Singapore Airlines 777 Catches Fire Following Diversion

2016 06 27

2016 06 27

A Singapore Airlines Boeing 777-300ER caught fire after returning to Singapore Changi Airport some two hours into a flight to Milan on Monday morning. The crew of Flight SQ368, which took off from Changi at 2:25 a.m., diverted after a cockpit indicator for its right GE90-115B engine had shown oil loss. Shortly after landing at 6:50 a.m. local time, the airplane’s wing caught fire near the right engine. Already on standby, Changi’s airport emergency service responded immediately and extinguished the fire within five minutes.

All 222 passengers and 19 crewmembers evacuated the crippled airplane unharmed after firefighters put out the fire.

The runway on which the 777 landed closed for about five hours for repairs and clean-up, while landings and takeoffs continued on the other runway. Some delays resulted, but all flights managed to take off within an hour of the scheduled departure times.

The Civil Aviation Authority of Singapore said it will investigate and determine the cause of the incident, while the Ministry of Transport’s Air Accident Investigation Bureau conducts an independent investigation.  

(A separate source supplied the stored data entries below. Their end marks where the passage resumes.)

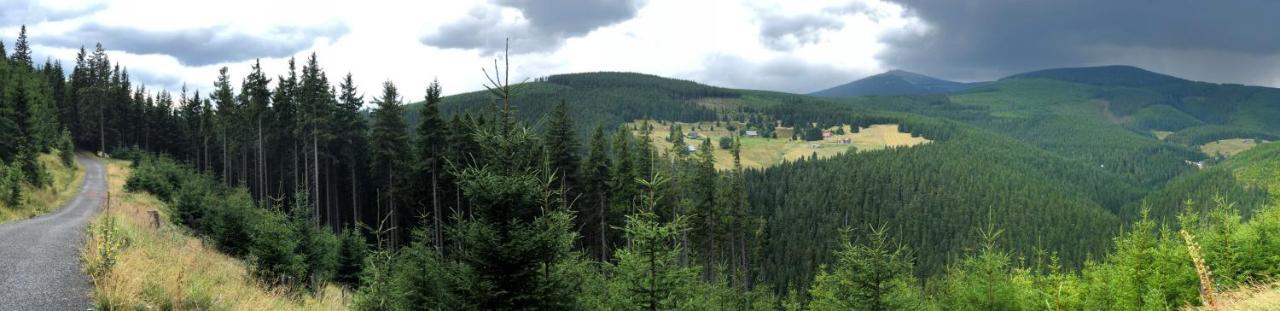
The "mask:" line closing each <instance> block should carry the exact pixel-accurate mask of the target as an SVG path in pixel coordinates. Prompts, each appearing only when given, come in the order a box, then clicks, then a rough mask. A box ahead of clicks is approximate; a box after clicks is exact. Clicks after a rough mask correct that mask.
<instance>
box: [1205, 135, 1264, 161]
mask: <svg viewBox="0 0 1280 311" xmlns="http://www.w3.org/2000/svg"><path fill="white" fill-rule="evenodd" d="M1254 146H1258V141H1256V140H1249V138H1229V140H1221V141H1213V142H1208V143H1204V145H1203V146H1201V152H1204V155H1208V156H1217V155H1222V156H1228V157H1230V156H1234V155H1236V154H1240V152H1244V151H1245V150H1249V148H1253V147H1254Z"/></svg>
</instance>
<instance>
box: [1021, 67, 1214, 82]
mask: <svg viewBox="0 0 1280 311" xmlns="http://www.w3.org/2000/svg"><path fill="white" fill-rule="evenodd" d="M1034 78H1043V79H1057V81H1066V82H1074V83H1082V84H1093V86H1121V87H1153V86H1167V84H1180V83H1189V82H1190V81H1187V79H1183V78H1178V77H1174V76H1169V74H1162V73H1155V72H1151V70H1147V69H1142V68H1137V67H1132V65H1102V67H1079V68H1053V69H1044V70H1036V72H1029V73H1019V74H1014V76H1010V77H1007V78H1004V79H1034Z"/></svg>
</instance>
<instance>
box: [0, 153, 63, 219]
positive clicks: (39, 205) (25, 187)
mask: <svg viewBox="0 0 1280 311" xmlns="http://www.w3.org/2000/svg"><path fill="white" fill-rule="evenodd" d="M38 161H40V164H41V165H44V166H45V170H46V171H49V177H50V178H52V179H51V180H52V183H51V186H49V187H44V188H33V187H31V186H26V184H24V186H22V187H23V188H22V193H23V203H22V206H18V207H13V206H5V205H4V203H3V202H0V224H3V223H8V221H13V220H18V219H29V218H35V216H40V215H45V214H49V212H50V211H54V210H56V209H58V207H60V206H63V205H64V203H67V202H68V201H69V200H72V197H76V193H78V192H79V187H81V183H83V182H84V170H83V169H79V168H77V166H76V165H64V164H63V161H61V159H59V157H58V151H54V152H52V154H44V155H40V157H38Z"/></svg>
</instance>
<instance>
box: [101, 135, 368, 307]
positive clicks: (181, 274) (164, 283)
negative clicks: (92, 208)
mask: <svg viewBox="0 0 1280 311" xmlns="http://www.w3.org/2000/svg"><path fill="white" fill-rule="evenodd" d="M128 174H129V164H128V163H127V161H116V160H110V161H108V188H109V191H110V192H111V197H113V200H111V206H109V209H106V210H105V211H104V212H102V214H101V215H100V216H99V218H97V219H95V220H93V223H91V225H90V228H88V239H87V242H86V246H84V248H83V250H82V253H81V256H82V260H83V262H84V270H86V273H88V274H90V276H91V279H92V280H93V297H95V305H96V306H95V308H97V310H346V308H347V294H346V293H344V292H343V291H342V289H338V288H337V287H333V285H330V287H326V288H325V289H324V291H321V292H320V293H316V294H292V293H289V292H287V291H283V289H269V288H268V287H265V285H262V284H260V283H259V282H257V280H256V279H255V278H253V276H252V275H250V267H248V266H247V265H246V264H244V262H243V261H241V260H237V259H233V257H230V256H227V255H224V253H220V252H218V251H216V250H214V248H212V246H210V244H206V243H204V241H201V239H198V238H195V237H192V235H191V234H188V233H187V232H186V230H184V229H183V228H179V227H175V225H174V224H172V223H170V221H169V220H168V218H169V215H168V214H166V210H168V209H165V207H164V203H163V202H161V201H160V200H159V198H156V197H154V196H151V195H148V193H129V192H124V191H123V188H124V180H125V179H127V178H128ZM150 211H156V212H157V215H159V216H160V221H159V224H160V225H159V228H156V227H155V225H154V223H152V219H151V216H150V214H148V212H150Z"/></svg>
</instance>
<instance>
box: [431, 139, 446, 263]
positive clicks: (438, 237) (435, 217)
mask: <svg viewBox="0 0 1280 311" xmlns="http://www.w3.org/2000/svg"><path fill="white" fill-rule="evenodd" d="M436 170H438V169H436V168H435V157H431V218H433V219H434V220H435V228H433V229H431V230H433V232H435V251H436V252H442V251H443V247H444V237H440V225H442V224H443V221H440V216H442V215H440V198H439V184H438V183H436V182H438V177H436Z"/></svg>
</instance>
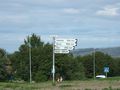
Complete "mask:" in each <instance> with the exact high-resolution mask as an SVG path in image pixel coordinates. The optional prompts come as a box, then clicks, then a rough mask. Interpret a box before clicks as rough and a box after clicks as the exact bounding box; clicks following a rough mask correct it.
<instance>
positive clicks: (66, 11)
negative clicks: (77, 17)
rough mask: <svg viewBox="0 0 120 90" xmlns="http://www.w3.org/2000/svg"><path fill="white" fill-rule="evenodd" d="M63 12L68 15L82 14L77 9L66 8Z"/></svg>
mask: <svg viewBox="0 0 120 90" xmlns="http://www.w3.org/2000/svg"><path fill="white" fill-rule="evenodd" d="M63 11H64V12H65V13H68V14H79V13H80V10H79V9H76V8H65V9H64V10H63Z"/></svg>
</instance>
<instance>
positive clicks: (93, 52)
mask: <svg viewBox="0 0 120 90" xmlns="http://www.w3.org/2000/svg"><path fill="white" fill-rule="evenodd" d="M95 71H96V70H95V48H94V52H93V77H94V79H95Z"/></svg>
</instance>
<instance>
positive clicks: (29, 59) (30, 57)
mask: <svg viewBox="0 0 120 90" xmlns="http://www.w3.org/2000/svg"><path fill="white" fill-rule="evenodd" d="M28 39H29V64H30V83H31V82H32V73H31V39H30V37H29V36H28Z"/></svg>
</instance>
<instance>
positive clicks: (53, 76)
mask: <svg viewBox="0 0 120 90" xmlns="http://www.w3.org/2000/svg"><path fill="white" fill-rule="evenodd" d="M52 74H53V85H55V37H54V36H53V67H52Z"/></svg>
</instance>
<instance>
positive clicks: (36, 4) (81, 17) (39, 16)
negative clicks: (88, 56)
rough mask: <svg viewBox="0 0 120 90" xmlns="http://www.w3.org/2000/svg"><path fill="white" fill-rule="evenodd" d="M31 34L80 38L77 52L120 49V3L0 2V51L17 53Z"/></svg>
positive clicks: (85, 0) (59, 0)
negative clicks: (23, 41)
mask: <svg viewBox="0 0 120 90" xmlns="http://www.w3.org/2000/svg"><path fill="white" fill-rule="evenodd" d="M31 33H35V34H37V35H40V36H41V39H42V40H43V41H45V42H51V41H52V38H51V37H50V35H58V37H62V38H77V39H78V46H77V48H102V47H115V46H120V0H0V48H4V49H6V51H8V52H14V51H16V50H18V48H19V46H20V45H21V44H22V43H23V41H24V39H25V38H26V36H28V35H30V34H31Z"/></svg>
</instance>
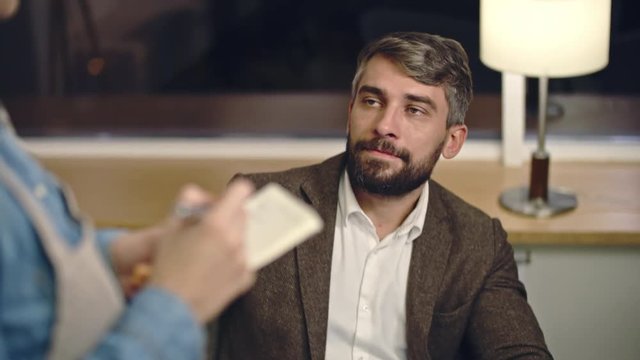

The last engine fire involving a 777-300 happened during taxi and lineup for takeoff at Tokyo Haneda Airport on May 27. That fire involved a Pratt & Whitney PW4090 turbofan, however. All 302 passengers and 18 crewmembers evacuated safely.

Another relatively recent incident involved an uncontained failure of the left GE90 engine on a British Airways 777-200 during takeoff from Las Vegas McCarran International Airport last September 8. Of the 157 passengers and 13 crewmembers aboard, 14 suffered mainly minor injuries.